My first impulse upon finishing Edward O. Wilson and Alex Harris’ delightful new book, “Why We Are Here: Mobile and the Spirit of a Southern City, ” was to hurry over to Wintzell’s on Dauphin for a bowl of gumbo. Other readers will likely experience different urges – to fish off a Point Clear wharf, for example, or take in a pitcher plant bog or Blakeley State Park, or 5 Rivers Delta Resource Center, or the History Museum of Mobile. Any one of these activities is a perfectly understandable response to this heartfelt celebration of our distinctive environs and culture.

Back on home ground near Fort Morgan, Wilson indulges in a favorite activity – studying ants.

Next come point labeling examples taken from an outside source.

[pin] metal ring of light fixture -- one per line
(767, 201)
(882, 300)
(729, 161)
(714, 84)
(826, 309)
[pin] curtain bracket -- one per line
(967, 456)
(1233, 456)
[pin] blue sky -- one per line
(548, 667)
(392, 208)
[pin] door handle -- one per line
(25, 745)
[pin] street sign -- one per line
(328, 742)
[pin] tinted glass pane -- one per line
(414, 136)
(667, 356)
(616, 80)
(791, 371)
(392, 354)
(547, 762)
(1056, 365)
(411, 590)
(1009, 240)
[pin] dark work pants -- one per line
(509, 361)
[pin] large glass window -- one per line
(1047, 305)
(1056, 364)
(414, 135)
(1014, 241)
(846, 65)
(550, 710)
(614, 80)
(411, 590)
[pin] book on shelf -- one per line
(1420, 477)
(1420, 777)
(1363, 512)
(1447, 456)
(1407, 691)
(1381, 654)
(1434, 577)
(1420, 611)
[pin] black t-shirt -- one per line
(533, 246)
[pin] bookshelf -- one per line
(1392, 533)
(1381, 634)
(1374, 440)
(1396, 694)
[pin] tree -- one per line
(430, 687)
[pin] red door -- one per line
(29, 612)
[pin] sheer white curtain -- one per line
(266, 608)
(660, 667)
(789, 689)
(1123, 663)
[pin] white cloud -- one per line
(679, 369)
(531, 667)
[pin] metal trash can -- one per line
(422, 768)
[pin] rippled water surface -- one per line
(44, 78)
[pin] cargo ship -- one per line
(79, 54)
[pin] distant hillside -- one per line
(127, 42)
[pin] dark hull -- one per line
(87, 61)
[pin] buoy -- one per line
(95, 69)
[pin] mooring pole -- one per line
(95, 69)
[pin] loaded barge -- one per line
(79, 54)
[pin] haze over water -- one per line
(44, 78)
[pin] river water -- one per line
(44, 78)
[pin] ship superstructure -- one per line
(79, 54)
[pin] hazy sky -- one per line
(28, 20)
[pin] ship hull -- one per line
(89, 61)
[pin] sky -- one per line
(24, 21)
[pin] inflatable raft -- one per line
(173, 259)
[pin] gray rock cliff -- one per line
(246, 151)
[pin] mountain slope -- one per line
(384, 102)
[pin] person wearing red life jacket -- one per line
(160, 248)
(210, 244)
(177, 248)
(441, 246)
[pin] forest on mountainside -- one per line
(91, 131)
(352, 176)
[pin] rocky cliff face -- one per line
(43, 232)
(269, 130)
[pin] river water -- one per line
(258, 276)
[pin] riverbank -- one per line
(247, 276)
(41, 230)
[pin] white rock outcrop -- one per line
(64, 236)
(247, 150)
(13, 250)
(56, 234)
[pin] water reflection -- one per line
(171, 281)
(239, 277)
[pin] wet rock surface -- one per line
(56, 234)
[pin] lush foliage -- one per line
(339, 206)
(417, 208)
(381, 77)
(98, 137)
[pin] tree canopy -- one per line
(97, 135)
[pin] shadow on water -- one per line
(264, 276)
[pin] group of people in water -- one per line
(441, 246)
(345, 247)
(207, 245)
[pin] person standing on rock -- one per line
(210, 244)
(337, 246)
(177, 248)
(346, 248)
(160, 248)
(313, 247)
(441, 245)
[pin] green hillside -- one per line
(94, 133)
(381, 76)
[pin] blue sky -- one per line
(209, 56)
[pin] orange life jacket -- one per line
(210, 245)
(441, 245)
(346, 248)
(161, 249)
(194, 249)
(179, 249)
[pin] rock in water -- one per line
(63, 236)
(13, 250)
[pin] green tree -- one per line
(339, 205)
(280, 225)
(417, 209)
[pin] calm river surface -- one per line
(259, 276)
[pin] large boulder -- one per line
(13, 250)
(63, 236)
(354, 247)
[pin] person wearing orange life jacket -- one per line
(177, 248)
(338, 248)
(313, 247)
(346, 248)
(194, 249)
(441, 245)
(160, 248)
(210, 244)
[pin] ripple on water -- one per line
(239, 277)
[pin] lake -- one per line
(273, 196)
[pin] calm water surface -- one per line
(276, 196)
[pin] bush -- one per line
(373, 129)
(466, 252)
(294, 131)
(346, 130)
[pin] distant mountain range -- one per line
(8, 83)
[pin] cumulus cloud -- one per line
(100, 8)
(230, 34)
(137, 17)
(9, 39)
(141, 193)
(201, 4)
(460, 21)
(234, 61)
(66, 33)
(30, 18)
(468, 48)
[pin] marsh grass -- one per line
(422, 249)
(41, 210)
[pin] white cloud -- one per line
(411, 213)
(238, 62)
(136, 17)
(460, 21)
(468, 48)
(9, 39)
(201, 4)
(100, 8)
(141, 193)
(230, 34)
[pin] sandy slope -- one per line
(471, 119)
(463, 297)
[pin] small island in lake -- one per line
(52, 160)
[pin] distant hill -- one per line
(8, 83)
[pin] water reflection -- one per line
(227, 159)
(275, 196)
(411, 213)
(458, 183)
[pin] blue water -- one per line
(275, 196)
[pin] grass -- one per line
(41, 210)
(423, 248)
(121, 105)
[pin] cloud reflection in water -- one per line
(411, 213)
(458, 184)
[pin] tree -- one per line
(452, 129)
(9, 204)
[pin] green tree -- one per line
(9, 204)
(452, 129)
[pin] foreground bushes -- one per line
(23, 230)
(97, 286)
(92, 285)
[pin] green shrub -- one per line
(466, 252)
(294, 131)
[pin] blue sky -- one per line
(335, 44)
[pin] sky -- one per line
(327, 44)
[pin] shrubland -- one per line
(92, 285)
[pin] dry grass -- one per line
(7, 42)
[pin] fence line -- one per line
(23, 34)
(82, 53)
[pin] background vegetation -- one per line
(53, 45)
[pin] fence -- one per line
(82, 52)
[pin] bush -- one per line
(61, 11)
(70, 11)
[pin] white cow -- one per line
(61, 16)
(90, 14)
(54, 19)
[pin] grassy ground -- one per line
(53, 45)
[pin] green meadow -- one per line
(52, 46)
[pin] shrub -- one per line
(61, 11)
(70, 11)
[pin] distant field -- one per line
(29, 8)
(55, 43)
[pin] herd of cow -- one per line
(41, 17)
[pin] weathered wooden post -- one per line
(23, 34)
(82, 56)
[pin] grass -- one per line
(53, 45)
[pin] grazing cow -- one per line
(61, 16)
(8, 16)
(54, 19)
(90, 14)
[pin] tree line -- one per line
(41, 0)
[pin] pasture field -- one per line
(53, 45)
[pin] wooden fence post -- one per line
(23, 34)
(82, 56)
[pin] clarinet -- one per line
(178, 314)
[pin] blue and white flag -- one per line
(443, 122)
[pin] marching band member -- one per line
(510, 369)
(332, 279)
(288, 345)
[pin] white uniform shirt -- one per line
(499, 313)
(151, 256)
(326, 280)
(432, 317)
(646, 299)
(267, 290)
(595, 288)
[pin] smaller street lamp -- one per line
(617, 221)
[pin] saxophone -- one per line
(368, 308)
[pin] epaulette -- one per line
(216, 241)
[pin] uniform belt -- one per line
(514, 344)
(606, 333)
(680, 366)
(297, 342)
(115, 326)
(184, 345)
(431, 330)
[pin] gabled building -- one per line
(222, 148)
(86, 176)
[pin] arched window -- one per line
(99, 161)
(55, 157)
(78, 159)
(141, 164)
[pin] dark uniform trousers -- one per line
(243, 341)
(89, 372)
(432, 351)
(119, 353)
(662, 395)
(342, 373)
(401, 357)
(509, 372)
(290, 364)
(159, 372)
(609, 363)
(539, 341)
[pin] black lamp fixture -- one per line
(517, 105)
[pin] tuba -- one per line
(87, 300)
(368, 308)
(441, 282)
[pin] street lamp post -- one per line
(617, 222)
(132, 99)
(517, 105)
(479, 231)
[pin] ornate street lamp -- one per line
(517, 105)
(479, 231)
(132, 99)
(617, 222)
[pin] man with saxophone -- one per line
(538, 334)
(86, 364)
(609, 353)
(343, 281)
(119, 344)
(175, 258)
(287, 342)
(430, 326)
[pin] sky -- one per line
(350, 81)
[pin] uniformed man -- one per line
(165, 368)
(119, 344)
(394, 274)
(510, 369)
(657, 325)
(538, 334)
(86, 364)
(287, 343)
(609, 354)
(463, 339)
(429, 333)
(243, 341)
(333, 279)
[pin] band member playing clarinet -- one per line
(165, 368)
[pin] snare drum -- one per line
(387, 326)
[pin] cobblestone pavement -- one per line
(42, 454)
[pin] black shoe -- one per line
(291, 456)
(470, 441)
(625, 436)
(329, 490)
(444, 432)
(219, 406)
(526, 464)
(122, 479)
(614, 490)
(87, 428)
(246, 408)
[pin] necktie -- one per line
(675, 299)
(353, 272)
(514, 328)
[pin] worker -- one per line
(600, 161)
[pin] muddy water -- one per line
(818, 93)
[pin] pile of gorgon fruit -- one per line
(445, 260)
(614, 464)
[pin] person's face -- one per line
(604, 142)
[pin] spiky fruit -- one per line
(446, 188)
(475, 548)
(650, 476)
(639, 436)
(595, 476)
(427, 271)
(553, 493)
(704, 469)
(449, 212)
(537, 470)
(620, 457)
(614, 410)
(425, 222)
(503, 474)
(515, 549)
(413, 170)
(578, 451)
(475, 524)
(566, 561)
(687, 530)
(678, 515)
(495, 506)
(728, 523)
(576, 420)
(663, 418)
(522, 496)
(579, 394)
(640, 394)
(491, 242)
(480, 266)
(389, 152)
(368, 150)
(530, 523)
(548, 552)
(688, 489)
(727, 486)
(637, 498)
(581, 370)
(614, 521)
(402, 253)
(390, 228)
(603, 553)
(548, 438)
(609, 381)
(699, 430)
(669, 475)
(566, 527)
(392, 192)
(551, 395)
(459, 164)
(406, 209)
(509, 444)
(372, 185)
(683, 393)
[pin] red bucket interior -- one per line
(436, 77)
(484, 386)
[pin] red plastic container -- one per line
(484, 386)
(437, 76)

At 83 years old, Wilson is a heavyweight in biological circles. A professor emeritus at Harvard, he invented the field of sociobiology and coined terms like “biophilia” (the love of living things) and “culturgen” (the cultural homologue of a gene). He is the author of numerous influential books and the winner of a raft of distinguished awards, including a National Medal of Science and two Pulitzer Prizes for nonfiction (for “On Human Nature” and “The Ants”). In recent years, he has become an eloquent champion of the Mobile River Delta, bringing in high-powered scientists to sample its wonders and teaching the general public about its fragile delicacy and astonishing diversity.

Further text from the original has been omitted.